Symptoms can include pain, numbness, and/or weakness wherever the affected nerve travels. By age 40, about 60% of us have some form of degenerative disc disease. Often, a Herniated Disc is associated with low back pain or pain that radiates down the leg.

Methods of Diagnosis

Typically, a basic physical or neurological exam and imaging tests, such as X-rays or MRI and CT scans, are used to diagnose a Herniated Disc.

Methods of Treatment

Initially, treatment can include rest, heating pads, ice packs, and over-the-counter pain medications. In more advanced cases, physical therapy and corticosteroid medications are used.
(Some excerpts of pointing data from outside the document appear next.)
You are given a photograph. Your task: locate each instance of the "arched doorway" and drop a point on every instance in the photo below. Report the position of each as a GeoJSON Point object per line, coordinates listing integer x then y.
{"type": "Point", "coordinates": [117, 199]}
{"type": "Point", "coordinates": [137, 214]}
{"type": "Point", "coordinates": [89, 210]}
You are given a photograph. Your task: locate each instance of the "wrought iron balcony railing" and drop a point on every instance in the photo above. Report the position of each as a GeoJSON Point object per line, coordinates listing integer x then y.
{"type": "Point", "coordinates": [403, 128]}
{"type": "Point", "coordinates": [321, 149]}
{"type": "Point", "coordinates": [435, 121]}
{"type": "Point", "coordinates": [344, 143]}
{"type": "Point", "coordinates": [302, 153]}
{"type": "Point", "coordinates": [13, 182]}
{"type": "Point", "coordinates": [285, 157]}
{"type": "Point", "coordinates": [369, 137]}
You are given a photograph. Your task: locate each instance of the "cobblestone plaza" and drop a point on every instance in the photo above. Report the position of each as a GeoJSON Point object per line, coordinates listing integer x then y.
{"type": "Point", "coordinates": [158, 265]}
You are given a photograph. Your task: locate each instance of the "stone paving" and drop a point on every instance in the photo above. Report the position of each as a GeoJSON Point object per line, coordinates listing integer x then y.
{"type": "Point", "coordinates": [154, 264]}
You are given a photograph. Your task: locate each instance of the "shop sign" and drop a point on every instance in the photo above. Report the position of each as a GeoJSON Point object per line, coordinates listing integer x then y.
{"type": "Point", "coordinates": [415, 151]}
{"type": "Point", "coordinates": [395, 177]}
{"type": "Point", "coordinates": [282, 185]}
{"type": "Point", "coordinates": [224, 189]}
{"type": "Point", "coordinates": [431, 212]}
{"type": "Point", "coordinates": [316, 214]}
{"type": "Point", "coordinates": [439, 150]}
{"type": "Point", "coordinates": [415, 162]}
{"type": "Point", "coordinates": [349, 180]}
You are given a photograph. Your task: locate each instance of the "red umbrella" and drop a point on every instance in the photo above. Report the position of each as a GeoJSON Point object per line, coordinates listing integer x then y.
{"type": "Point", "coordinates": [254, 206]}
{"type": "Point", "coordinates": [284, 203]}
Usually, over time, a Herniated Disc will heal on its own. In fact, only about 1 in 10 patients end up requiring surgery. For those considering surgery, several minimally invasive surgical procedures are available.


PLEASE NOTE: Because the content of this website is not intended to replace the advice of a doctor, S.A.F.E. disclaims any liability for the decisions you make based upon the information presented herein.